Yup, that is what I meant by "every half hour indefinitely, or faster for a limited time" ;-)
Although looking again at the figures - you probably can't draw that much energy out of the store without it impacting the final water temp a little toward the end...
that 33.5MJ would represent a 26.5 degree store temperature drop without any replenishment. With 20kW going back in that would be a 22 degree drop. So the last bit of the bath fill would start to cool very slightly. If you were sticking 35kW back in then you would only see a 16 degree drop in the store and output temp would be unaffected.

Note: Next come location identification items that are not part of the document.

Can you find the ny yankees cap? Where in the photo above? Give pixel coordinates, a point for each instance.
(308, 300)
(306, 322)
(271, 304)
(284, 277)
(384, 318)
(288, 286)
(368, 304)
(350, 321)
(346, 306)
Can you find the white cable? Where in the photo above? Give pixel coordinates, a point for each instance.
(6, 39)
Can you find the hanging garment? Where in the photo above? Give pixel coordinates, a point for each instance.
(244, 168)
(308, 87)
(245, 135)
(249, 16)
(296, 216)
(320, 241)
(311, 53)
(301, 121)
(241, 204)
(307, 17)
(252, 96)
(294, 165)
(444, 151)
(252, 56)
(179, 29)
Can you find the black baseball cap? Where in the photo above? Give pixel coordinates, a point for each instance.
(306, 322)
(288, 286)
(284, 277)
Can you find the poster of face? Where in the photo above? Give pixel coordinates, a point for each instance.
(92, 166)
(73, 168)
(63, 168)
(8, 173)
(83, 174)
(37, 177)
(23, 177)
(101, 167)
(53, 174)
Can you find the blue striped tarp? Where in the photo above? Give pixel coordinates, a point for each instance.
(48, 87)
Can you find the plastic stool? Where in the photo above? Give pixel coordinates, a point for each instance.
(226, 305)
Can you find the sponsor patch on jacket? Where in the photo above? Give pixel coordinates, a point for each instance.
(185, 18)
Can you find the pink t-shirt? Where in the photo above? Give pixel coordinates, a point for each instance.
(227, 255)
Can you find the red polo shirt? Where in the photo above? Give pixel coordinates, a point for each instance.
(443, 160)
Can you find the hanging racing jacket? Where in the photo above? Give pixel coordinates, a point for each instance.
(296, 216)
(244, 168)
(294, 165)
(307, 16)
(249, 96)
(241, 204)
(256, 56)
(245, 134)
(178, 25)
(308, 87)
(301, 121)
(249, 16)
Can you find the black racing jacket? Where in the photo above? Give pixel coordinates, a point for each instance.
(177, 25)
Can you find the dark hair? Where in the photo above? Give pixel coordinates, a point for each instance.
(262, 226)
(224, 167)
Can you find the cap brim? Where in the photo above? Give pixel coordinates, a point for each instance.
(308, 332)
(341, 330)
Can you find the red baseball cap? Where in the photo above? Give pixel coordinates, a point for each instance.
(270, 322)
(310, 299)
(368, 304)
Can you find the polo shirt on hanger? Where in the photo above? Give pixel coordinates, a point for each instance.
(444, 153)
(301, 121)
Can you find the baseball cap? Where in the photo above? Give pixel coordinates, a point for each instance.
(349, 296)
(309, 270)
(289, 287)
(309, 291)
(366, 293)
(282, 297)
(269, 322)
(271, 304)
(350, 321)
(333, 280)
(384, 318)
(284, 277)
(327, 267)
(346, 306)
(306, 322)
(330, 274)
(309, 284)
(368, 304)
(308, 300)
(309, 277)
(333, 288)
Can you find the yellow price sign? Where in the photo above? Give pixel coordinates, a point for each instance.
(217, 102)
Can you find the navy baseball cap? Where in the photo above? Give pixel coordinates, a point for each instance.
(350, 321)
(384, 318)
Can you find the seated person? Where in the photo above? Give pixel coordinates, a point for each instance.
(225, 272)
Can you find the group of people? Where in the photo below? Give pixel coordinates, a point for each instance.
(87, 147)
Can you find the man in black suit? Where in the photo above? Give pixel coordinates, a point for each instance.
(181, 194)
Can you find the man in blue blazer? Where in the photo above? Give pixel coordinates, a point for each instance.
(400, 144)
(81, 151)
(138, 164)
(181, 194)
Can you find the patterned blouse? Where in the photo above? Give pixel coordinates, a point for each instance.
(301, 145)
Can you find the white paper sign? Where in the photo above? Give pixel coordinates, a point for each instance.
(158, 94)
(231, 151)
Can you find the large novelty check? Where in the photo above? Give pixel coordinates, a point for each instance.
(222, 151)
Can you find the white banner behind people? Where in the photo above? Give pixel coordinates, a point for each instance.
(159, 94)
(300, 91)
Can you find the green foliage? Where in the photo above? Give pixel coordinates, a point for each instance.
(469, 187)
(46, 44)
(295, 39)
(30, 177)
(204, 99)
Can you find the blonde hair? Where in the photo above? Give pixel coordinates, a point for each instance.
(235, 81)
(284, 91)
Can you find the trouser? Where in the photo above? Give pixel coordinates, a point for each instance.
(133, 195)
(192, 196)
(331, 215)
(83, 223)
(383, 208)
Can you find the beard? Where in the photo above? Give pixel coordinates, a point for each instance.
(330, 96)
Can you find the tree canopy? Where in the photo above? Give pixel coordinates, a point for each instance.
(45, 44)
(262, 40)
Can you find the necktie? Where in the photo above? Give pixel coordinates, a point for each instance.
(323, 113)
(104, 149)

Well if you allow a couple of degrees from loss on the PHE, then that
18 degree difference represents (so 300 * 4200 * 18 = 22.7MJ) of energy. Once you have drawn that and without any replenishment then the output temp from the PHE will start to fall below 60. That equates to about 100l of drawn water.Not quite - you can't usefully get all of the energy out of the store unless you can accept a lower final water temperature. If you say that the minimum useful temperature of the store water is 50 degrees (to allow draw off at say 48 deg), and the maximum store temp is 80, then you have 30 x 4200 x 300 = 37.8 MJ for water heating with a 300l store.

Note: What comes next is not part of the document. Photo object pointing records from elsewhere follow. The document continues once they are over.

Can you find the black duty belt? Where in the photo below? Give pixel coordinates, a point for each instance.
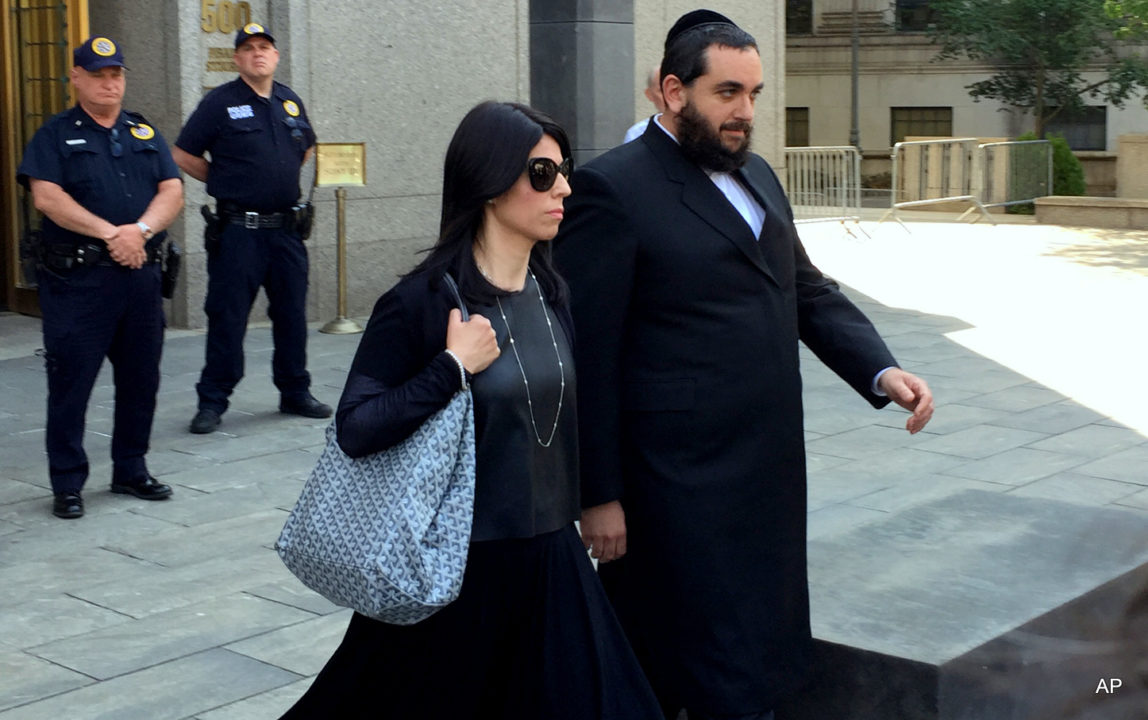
(257, 221)
(68, 255)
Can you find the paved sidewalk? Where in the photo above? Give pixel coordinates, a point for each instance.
(1031, 337)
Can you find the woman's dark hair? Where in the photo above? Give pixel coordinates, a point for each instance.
(685, 55)
(485, 159)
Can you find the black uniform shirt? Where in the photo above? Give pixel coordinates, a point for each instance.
(113, 172)
(256, 145)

With ground water at 5 degs (i.e. worst case in the winter) and a bath at 45 final temperature, that gives you no more than 300 / 40 x 30 = 225 l of hot water without replenishment. So with the boiler running, you can probably just squeeze two deep baths in quick succession out of the store. You would also need to adjust taps from time to time to allow for the falling hot water temperature.